' : ' is a multicharacter literal. It has type int.
Its value is implementation-defined, but mainstream implementations just concatenate bytes so that '\x11\x22\x33\x44' has the value 0x11223344. In general these are rarely useful. https://en.cppreference.com/w/cpp/language/character_literal
GCC doesn't enable many warnings by default but this one is, probably because it's seldom useful and it's easy to make a mistake and use single quotes instead of double quotes.
In your example, you use simple quotes - and the code works as expected because it converts chars into decimal. Use double quotes for string literals - exactly like you did for the string Hello World.
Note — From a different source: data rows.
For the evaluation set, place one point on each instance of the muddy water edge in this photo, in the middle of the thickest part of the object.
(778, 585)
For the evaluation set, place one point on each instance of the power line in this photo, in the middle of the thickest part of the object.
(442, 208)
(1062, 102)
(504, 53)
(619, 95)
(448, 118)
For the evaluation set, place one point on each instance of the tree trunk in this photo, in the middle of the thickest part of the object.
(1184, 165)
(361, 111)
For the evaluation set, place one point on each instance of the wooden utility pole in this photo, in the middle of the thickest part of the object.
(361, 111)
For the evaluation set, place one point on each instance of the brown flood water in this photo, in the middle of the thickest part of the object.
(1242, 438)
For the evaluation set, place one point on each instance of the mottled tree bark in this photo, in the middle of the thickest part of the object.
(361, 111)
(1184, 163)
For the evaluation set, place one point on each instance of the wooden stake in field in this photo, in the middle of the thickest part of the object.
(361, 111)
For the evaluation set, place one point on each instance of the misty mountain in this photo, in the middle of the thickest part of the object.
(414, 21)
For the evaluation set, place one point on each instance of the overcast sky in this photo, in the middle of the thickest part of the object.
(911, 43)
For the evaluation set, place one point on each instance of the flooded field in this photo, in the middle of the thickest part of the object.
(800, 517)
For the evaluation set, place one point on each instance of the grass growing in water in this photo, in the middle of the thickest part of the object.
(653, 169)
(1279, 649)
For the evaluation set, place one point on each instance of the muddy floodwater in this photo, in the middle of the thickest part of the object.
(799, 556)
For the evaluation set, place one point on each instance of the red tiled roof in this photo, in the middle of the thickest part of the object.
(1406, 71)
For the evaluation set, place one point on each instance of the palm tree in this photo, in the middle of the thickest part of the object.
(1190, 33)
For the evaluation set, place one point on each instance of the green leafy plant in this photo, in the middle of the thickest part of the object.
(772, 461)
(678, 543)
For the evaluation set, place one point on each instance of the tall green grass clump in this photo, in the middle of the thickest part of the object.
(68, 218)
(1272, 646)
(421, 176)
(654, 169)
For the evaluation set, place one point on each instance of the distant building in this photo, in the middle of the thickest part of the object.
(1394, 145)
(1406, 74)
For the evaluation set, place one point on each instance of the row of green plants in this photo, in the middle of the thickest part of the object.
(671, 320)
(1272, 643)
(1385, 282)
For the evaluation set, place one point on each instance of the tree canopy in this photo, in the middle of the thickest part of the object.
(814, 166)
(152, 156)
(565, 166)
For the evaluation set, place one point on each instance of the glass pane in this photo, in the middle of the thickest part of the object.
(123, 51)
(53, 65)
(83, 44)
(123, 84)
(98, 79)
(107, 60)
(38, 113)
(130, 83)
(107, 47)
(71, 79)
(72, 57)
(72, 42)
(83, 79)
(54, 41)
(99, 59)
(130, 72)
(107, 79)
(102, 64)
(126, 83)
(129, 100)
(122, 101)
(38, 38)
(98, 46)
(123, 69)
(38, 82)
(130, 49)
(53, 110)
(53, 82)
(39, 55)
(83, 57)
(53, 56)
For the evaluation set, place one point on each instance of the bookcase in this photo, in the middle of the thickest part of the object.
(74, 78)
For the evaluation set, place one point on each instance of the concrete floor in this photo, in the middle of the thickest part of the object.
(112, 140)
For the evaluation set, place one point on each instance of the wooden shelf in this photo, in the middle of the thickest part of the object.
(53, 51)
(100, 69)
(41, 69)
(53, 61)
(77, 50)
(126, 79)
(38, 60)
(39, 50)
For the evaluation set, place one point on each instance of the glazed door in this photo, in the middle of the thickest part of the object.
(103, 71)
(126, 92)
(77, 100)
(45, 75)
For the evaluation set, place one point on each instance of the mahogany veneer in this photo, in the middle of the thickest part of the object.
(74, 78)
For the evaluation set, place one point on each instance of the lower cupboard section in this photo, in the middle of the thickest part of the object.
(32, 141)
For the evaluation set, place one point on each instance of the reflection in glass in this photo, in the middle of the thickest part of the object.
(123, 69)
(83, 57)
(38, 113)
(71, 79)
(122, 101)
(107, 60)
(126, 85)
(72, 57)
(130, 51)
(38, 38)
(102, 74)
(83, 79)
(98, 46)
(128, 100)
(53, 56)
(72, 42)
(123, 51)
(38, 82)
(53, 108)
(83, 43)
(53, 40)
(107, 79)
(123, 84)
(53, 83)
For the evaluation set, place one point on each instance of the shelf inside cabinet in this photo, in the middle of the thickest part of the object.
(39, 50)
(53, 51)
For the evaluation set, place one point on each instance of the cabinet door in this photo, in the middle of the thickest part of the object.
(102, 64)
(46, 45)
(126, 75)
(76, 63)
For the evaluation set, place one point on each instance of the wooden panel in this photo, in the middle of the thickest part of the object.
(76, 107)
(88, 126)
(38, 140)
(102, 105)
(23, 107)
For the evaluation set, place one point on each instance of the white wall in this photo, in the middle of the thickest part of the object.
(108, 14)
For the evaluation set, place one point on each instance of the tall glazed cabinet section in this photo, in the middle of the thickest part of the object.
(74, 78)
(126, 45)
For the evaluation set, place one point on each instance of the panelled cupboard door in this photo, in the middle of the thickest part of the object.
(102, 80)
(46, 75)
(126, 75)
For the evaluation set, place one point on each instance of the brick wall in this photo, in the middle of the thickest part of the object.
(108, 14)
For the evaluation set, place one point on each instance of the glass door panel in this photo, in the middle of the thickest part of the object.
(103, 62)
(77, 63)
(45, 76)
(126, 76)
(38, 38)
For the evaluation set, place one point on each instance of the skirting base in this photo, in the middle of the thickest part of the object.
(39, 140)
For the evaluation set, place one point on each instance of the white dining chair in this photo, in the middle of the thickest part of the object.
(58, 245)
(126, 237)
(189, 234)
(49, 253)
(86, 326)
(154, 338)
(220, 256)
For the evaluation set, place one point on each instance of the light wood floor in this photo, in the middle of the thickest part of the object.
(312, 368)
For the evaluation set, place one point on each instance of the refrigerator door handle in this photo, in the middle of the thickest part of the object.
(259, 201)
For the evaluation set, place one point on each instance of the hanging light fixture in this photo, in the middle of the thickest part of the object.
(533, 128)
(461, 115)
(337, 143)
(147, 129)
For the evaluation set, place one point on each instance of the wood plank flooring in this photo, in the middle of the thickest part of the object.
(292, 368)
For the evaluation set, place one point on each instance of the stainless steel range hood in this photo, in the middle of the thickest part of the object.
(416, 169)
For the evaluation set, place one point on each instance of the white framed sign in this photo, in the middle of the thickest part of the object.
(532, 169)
Just for info, I have no warning under Visual Studio 17.1.6 ++
Thanks @Geckoo, I am not trying to fix the code here, I am trying to find out where that number comes from, the explanation already given by @mbozzi, so right now I am doing some reading trying to figure out:
what is those '\x11\x22\x33\x44' and what is the mainstream implementations
x20 is of course hex for a space. x3a is the ASCII value of a colon.
I ran this on MSVC 17.6.3 17.3.3, but I suspect other mainstream implementations would be the same.
When I read "mainstream implementations" I mainly think of GCC, Clang and Microsoft's implementation (i.e. MSVC, VS, Visual C++, or whatever you call it ;)).